I am planning to build a couple of basking spots for my BD's out of natural slate, can anyone tell me the best and safest thing to glue them together.

Thanks for the help.


----------



## Shellsfeathers&fur (Jan 18, 2009)

Aquarium sealant.


----------



## jjwf (Sep 18, 2015)

Stephen P said:


> Aquarium sealant.


Thanks for the reply, any particular make?


----------



## stecal (Aug 11, 2011)

You can get a big cartridge off ebay for £3.84 including delivery and it even comes in grey so will blend in with the slate better just search for ha6 silicone


----------



## Azastral (Jun 6, 2015)

This is exactly what i did myself and the same advice i was give.

I got Bond-It HA6 Grey Marine Adhesive Premium Silicone Sealant - EU3 310ml Cartridge - Suitable for marine salt or fresh water aquariums, fish tanks, vivariums, gaskets, joints and seals etc. on conservatories, glass, ceramics, aluminium, metals, plastics along with a applicator gun http://www.amazon.co.uk/gp/product/B00HYBGE3K?psc=1&redirect=true&ref_=od_aui_detailpages00 

Made four platforms and still lots left.

I got teh slate from wickes, natural slate tiles about 30cm by 30cm for under £2 each along with a lot of half pieces for next to nothing (I said "can i be really cheeky? Can i take all those broken bits off your hands at a good discount, you wont really be able to sell them and saves you binning them" the guy in the store said stick some money in the charity pot and they were mine)

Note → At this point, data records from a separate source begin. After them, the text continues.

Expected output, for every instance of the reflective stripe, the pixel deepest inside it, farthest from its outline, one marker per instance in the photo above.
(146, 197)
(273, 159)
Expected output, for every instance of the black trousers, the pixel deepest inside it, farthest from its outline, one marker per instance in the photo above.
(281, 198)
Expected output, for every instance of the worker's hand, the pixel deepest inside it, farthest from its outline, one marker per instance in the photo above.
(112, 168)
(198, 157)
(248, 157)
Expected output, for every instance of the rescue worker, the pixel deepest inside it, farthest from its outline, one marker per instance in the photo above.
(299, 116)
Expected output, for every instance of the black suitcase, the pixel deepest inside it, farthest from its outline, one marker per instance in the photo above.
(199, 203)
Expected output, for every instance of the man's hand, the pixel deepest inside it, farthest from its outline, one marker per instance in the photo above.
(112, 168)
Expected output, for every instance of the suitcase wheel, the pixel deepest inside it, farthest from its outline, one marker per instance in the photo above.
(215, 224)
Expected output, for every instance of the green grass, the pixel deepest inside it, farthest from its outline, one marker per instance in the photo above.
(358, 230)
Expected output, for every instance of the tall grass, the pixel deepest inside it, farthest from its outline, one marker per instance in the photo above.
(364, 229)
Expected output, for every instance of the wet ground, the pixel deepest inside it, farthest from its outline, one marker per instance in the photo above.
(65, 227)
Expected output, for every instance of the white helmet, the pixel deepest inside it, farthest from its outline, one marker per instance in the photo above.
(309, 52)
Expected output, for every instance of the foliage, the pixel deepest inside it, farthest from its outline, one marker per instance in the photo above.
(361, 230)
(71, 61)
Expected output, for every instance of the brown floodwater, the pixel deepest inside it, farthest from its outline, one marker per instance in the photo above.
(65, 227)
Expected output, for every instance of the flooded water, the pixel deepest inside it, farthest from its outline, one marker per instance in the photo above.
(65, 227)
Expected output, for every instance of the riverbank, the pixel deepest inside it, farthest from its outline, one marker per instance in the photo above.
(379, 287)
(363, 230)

Used the broken bits to make support pillars and a ramp up, chipped away at the edges of the full tiles to give a more natural edge and sealed the pillars together with the sealant like a glue, then stuck the platform on top.


----------



## Arcadiajohn (Jan 30, 2011)

Yes aquatic silicone sealer is the best I have found, fungicide free you see.

John


----------